The details, though, are still being ironed out. Span is currently figuring out with its potential utility partner which business model will work best.
“Is this rate based like a distribution asset? Is it rebated like a VPP asset?” Rao asked rhetorically. “Is it a solution that is discounted to the customer when they’re buying an EV charger, or potentially given in place of, like an advanced metering device instead of a smart meter?” Ultimately, he added, the right model will differ by state and by utility themselves.
The shift comes at a complicated time for smart panel makers. While there was a surge of interest right around the time of Span’s debut in 2020 and 2021, according to a Wood Mackenzie analysis deployment is cooling as a new generation of smart meters is increasingly competing with panels in terms of grid edge visibility. And while business models vary, certain smart meter companies are also targeting the utility segment.
Sense, for instance, built an energy monitor that offers grid-edge visibility — and in 2019 also partnered with Landis+Gyr to put the technology in smart meters. The company’s main customer for those meters are utilities. National Grid has a goal of installing Sense-enabled meters for all customers by the end of 2027; at the time of Sense CEO Mike Phillips’ interview on the Carbon Copy podcast in June 2024, the utility was installing 5,000 meters per week.

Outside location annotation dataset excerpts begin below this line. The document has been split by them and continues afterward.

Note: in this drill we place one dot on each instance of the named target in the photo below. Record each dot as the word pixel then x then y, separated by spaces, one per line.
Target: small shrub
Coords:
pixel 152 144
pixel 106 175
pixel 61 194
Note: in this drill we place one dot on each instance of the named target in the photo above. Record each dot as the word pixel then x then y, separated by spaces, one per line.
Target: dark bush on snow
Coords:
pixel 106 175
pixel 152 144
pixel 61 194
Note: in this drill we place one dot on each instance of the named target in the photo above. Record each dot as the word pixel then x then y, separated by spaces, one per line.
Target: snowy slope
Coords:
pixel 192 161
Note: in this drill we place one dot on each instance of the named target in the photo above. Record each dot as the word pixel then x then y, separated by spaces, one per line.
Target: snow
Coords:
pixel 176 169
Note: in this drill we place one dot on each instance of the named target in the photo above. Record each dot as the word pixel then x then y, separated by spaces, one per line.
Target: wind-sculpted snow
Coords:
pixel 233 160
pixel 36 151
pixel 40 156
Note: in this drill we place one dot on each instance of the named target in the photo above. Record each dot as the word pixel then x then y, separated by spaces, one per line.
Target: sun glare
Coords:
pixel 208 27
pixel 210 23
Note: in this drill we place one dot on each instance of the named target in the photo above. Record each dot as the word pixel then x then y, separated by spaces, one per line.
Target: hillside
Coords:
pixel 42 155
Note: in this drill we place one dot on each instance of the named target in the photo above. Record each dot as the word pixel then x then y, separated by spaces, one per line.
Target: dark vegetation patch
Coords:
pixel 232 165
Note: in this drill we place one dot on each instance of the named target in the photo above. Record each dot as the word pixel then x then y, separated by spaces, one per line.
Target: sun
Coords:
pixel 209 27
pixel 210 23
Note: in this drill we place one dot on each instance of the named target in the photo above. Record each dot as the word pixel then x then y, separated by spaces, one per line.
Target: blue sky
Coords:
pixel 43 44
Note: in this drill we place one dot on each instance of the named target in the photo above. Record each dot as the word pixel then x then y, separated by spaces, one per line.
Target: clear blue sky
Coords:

The Trump administration wrinkle
Incoming President Donald Trump has said that he plans to walk back valuable consumer tax credits that, among many other applications, offset the high cost of smart panels.
Asked whether this complicates Span’s direct-to-consumer sell, Rao said both yes and no.
“There’s definitely a knock-on effect from, say, the expected impact on the investment tax credit,” Rao said. “So that means there’s going to be some reduction in the demand for solar and solar and batteries, which therefore has a knock-on effect on Span adoption, which is now increasingly becoming standard for customers adopting solar and batteries through a lot of our partners.”
But, Rao said, IRA dollars have taken “a while” to materialize, and the programs aren’t homogenous across the country — meaning there are places where Span’s panels would qualify for a credit and places where they wouldn’t. “So as a business, we’ve been designing products and solutions that we believe have value, independent of rebates and credits,” he said.
Rao estimates that in states where rebates are currently available, a homeowner installing a Span panel could be eligible for up to $4,000 in rebates for Span panels, and another $2,500 for the installation cost, depending on their income level. Then there’s another $600 panel-specific rebate, which is income-agnostic; and there are also utility-specific rebates.
While the federal rebates are potentially most at-risk in a Trump administration, the utility rebates are likely safe — and could potentially even increase in light of Span’s work directly with the power sector.
Rao declined to share which specific utilities Span has been speaking with so far, but did say that they’re primarily large investor-owned utilities, “because they’re the ones that are primarily under the gun in terms of the cost increase that they’re having to be responsive to.” That said, there are also progressive municipal utilities and community choice aggregators that are also good candidates because they are leaning into electrification.
“The IOUs represent, I think, the most significant opportunity to move the needle on national-level electrification opportunities, without being dependent or reliant on any types of tax credits or tariffs,” Rao said.